ADCS Fault Detection and Isolation with Ensemble Machine Learning Techniques
Updated: Oct 5
Published in Aerospace Systems: A. Rahimi and A. Saadat, “Fault isolation of reaction wheels onboard three-axis controlled in-orbit satellite using ensemble machine learning,” AS, vol. 3, no. 2, pp. 119–126, Mar. 2020, doi: 10.1007/s42401-020-00046-x.

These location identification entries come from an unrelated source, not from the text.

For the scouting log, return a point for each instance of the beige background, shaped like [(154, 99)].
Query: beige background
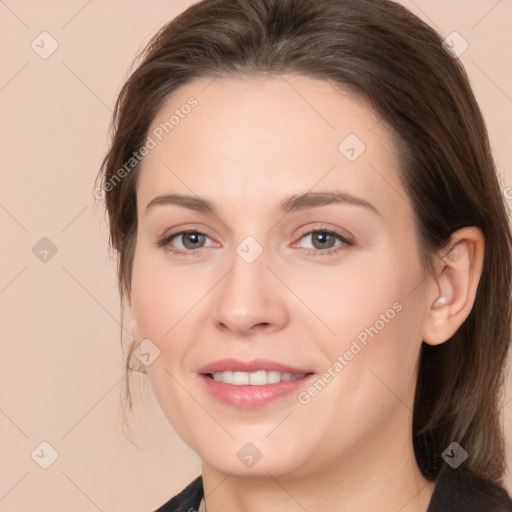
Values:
[(61, 374)]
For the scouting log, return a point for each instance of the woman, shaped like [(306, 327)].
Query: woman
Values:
[(362, 375)]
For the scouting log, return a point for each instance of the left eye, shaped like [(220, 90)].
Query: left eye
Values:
[(323, 240)]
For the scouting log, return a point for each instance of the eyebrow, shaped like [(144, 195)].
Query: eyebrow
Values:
[(291, 204)]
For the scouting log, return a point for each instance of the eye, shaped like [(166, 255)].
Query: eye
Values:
[(191, 241), (323, 240)]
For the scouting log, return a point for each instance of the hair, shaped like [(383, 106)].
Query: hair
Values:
[(380, 51)]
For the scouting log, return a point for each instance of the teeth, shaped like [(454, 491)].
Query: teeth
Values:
[(258, 378)]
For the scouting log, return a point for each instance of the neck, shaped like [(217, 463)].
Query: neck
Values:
[(378, 474)]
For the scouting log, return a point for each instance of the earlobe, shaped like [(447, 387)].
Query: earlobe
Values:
[(456, 279)]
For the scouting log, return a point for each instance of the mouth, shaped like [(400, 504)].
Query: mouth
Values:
[(257, 378), (253, 384)]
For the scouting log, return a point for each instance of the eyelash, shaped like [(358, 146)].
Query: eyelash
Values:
[(164, 241)]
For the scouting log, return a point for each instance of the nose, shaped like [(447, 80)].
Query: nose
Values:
[(250, 298)]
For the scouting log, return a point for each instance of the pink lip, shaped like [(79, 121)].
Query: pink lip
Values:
[(234, 365), (247, 396)]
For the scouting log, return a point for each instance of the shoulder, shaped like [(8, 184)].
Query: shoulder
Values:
[(187, 500), (458, 490)]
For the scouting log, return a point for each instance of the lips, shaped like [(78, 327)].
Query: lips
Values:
[(256, 394)]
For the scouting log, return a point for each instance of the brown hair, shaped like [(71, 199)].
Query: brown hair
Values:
[(381, 51)]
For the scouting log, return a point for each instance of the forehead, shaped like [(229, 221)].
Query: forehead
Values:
[(266, 137)]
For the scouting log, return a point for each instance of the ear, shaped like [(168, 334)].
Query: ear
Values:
[(455, 281)]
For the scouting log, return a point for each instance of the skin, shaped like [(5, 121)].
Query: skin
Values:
[(249, 144)]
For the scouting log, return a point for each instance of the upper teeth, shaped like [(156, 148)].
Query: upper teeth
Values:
[(257, 378)]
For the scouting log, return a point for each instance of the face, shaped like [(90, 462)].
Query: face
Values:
[(327, 288)]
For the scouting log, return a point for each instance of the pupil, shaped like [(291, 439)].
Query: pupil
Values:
[(193, 235), (323, 236)]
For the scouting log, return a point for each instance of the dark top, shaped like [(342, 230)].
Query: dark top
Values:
[(454, 491)]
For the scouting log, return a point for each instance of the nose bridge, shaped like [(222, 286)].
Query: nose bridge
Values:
[(250, 294)]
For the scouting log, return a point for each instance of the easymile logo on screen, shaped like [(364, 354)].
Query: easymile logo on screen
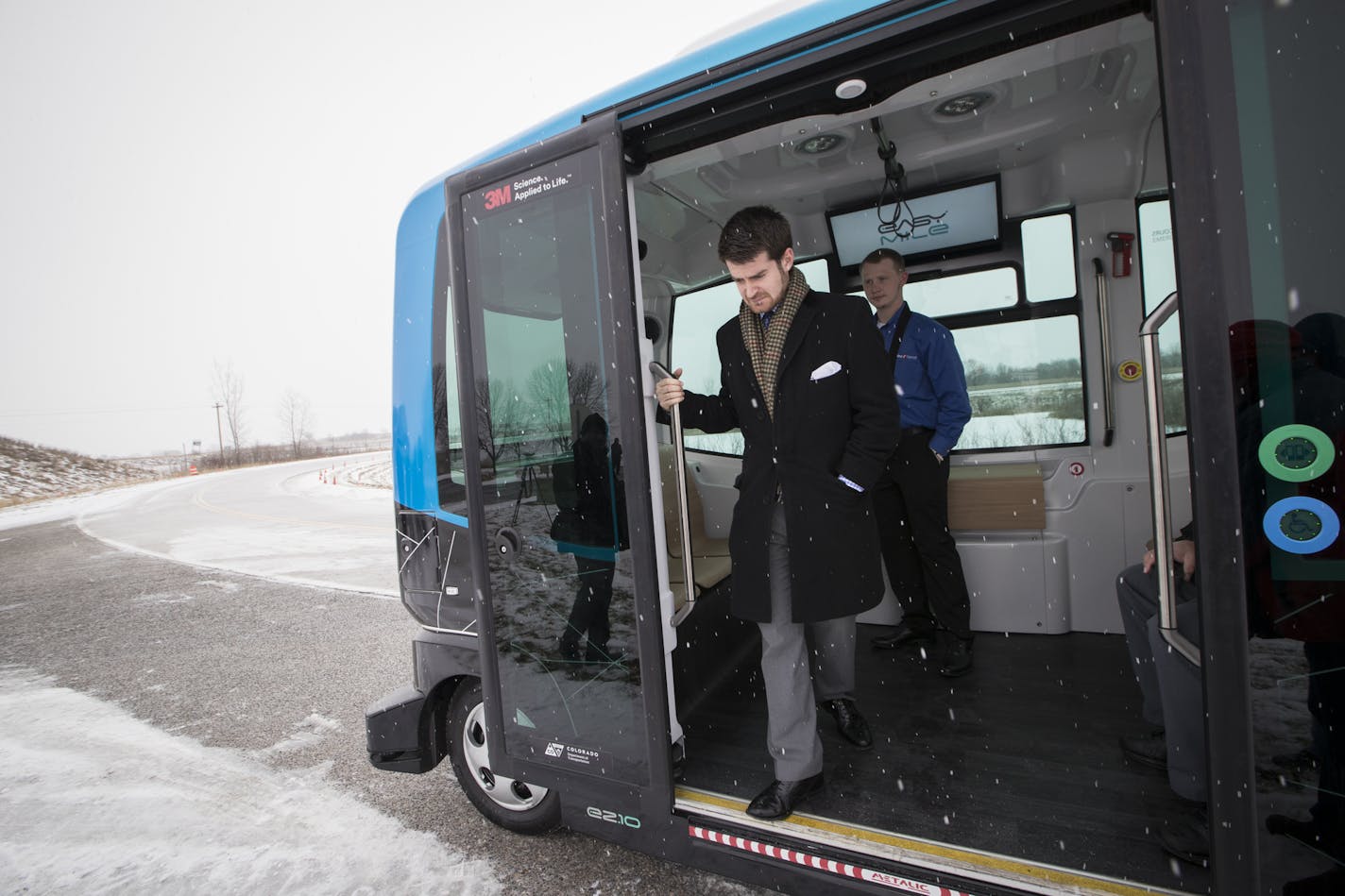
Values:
[(908, 225)]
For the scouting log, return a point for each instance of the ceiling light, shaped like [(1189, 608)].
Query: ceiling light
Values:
[(963, 104), (819, 144), (850, 89)]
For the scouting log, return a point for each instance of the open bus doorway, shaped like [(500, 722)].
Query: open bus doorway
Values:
[(1018, 765), (1009, 781)]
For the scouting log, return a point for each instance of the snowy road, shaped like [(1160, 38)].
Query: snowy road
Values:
[(170, 728), (289, 522)]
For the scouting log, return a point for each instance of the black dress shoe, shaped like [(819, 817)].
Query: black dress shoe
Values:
[(903, 634), (1307, 833), (1146, 750), (957, 658), (1186, 837), (849, 721), (780, 797)]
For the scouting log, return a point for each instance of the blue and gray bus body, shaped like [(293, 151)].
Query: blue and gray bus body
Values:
[(1066, 164)]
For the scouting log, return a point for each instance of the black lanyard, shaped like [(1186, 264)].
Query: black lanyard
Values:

Abstract - The primary objective of this study is to explore novel applications of data-driven machine learning methods for isolation of nonlinear systems with a case study for an in-orbit closed-loop controlled satellite with reaction wheels as actuators. High-fidelity models of the three-axis controlled satellite are developed to provide an abundance of data for both healthy and various faulty conditions of the satellite. These data are then used as input for the proposed data-driven fault isolation method. Once a fault is detected, the fault isolation module is activated, where it employs a machine learning technique that incorporates ensemble methods involving random forests, decision trees, and nearest neighbors. Results of the classified faulty condition are then cross-validated using k-fold and leave-one-out methods. Performance comparison among different combinations for the ensemble architecture shows promising fault isolation of the non-linear systems using ensemble methods.